(Day 329) Fact Data Modeling homework

Ivan Ivanov · November 25, 2024

data-eng theory applying-knowledge

Hello :) Today is Day 329!

A quick summary of today:

read Designing data-intensive applications - chapter 3
watched a bit more of the dataexpert.io paid content
did the homework (but am still not 100% confident on the validity of my solution)

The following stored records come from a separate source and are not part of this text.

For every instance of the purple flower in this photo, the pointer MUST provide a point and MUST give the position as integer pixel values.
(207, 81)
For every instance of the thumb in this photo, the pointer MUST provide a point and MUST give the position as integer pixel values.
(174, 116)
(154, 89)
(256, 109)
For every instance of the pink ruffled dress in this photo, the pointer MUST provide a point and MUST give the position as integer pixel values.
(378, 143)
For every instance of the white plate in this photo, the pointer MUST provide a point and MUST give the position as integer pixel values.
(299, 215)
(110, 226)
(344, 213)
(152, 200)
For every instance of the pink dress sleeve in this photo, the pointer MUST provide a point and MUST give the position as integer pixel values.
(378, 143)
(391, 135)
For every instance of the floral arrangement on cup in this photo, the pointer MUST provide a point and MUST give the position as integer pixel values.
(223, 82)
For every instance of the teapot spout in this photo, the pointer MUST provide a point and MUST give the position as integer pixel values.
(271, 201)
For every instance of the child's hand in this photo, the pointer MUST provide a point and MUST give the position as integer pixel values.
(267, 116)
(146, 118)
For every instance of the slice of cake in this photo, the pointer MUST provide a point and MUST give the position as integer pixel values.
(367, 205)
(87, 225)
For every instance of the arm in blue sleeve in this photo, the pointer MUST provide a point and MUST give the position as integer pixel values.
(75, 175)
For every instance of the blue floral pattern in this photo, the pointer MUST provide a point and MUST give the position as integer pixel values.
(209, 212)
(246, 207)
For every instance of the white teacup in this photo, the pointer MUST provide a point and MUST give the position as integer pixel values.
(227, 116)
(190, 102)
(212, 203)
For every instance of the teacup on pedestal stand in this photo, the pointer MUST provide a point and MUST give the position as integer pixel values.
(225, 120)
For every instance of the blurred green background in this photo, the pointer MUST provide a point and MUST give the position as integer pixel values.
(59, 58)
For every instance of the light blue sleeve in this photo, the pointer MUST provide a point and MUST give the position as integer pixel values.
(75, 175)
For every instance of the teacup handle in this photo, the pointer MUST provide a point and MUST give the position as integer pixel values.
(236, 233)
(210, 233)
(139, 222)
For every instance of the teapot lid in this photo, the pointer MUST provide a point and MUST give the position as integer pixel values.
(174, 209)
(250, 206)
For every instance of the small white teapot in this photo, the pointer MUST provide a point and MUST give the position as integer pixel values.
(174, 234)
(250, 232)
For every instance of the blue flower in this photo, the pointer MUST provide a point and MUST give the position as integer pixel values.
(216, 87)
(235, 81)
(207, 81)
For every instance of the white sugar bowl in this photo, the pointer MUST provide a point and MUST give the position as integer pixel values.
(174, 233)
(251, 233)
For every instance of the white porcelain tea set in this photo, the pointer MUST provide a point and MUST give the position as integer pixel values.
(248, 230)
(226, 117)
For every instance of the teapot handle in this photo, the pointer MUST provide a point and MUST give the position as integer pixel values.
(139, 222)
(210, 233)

Designing data-intensive applications - chapter 3 - storage and retrieval

Data structures that power your db

basics of databases

key-value stores are simple database structures similar to dictionaries with db_set to store key-value pairs and db_get to retrieve them
appending key-value pairs to a file is easy for writing but slows down reading as the file size increases

Indexing and optimization

indexes improve read speeds but add overhead to writes and should be chosen based on query patterns
hash index uses a hash map for fast lookups, requiring enough memory to store the map
segmented files divide data into manageable pieces, with compaction and merging reducing redundancy and optimizing storage

Advanced index structures

sstables store sorted key-value pairs for efficient merging, minimal in-memory index needs, and compression support
data is first written to an in-memory balanced tree (memtable) and then persisted as sstable segments
lsm-trees are based on sstables, offering high write throughput with sequential writes and crash safety using write-ahead logs
b-trees organize data into balanced structures for predictable o(log n) lookups, using write-ahead logs to prevent corruption during updates

Trade-offs between lsm-trees and b-trees

lsm-trees are faster for writes but compaction can interfere with performance
b-trees provide predictable reads and are better for transactional consistency but write slower

Specialized indexes

secondary indexes enable queries on non-unique values, useful for relational joins
clustered and covering indexes store data within or alongside the index for faster reads but increase write overhead
multi-column indexes support multi-field queries using concatenated or multi-dimensional approaches
full-text search handles fuzzy queries with techniques like edit distance and automata

In-memory databases

store the entire dataset in ram for speed, with durability through snapshots, logging, or replication
performance comes from optimized data structures and avoiding disk i/o
anti-caching extends in-memory models to handle datasets larger than available memory, similar to virtual memory systems

Transaction processing or analytics?

Transaction processing (OLTP)

focuses on low-latency reads and writes for real-time updates
typical operations: looking up small records by key and modifying them based on user input
primarily used by end users for current data states (e.g., sales or orders)
dataset size: gigabytes to terabytes

Analytics (OLAP)

scans large datasets to calculate aggregates like sums or averages
queries analyze historical events and support decision-making
mainly used by analysts, with datasets ranging from terabytes to petabytes

Divergence of OLTP and OLAP

oltp systems prioritize availability and low latency but struggle with resource-heavy analytic queries
separate data warehouses emerged for analytics to avoid impacting oltp performance

Data warehousing

uses extract-transform-load (etl) to consolidate and clean data from various oltp systems
optimized for analytic patterns like bulk reads and aggregations
schema types:
- star schema: central fact table linked to dimension tables for simplicity
- snowflake schema: normalized dimensions for complex hierarchies

Tools and systems

modern data warehouses include commercial systems (e.g., teradata, redshift) and open-source platforms (e.g., hive, presto)
some databases support both oltp and olap but often separate their engines for efficiency

Column-oriented storage

Column-Oriented Storage: Optimizing Data Warehouses

Column-oriented storage is crucial for efficiently handling massive datasets, common in data warehouses with trillions of rows and petabytes of data. Unlike traditional row-oriented storage, which stores all attributes of a row together, columnar storage organizes data by columns. This structure brings significant benefits for analytics, where queries typically focus on a subset of columns.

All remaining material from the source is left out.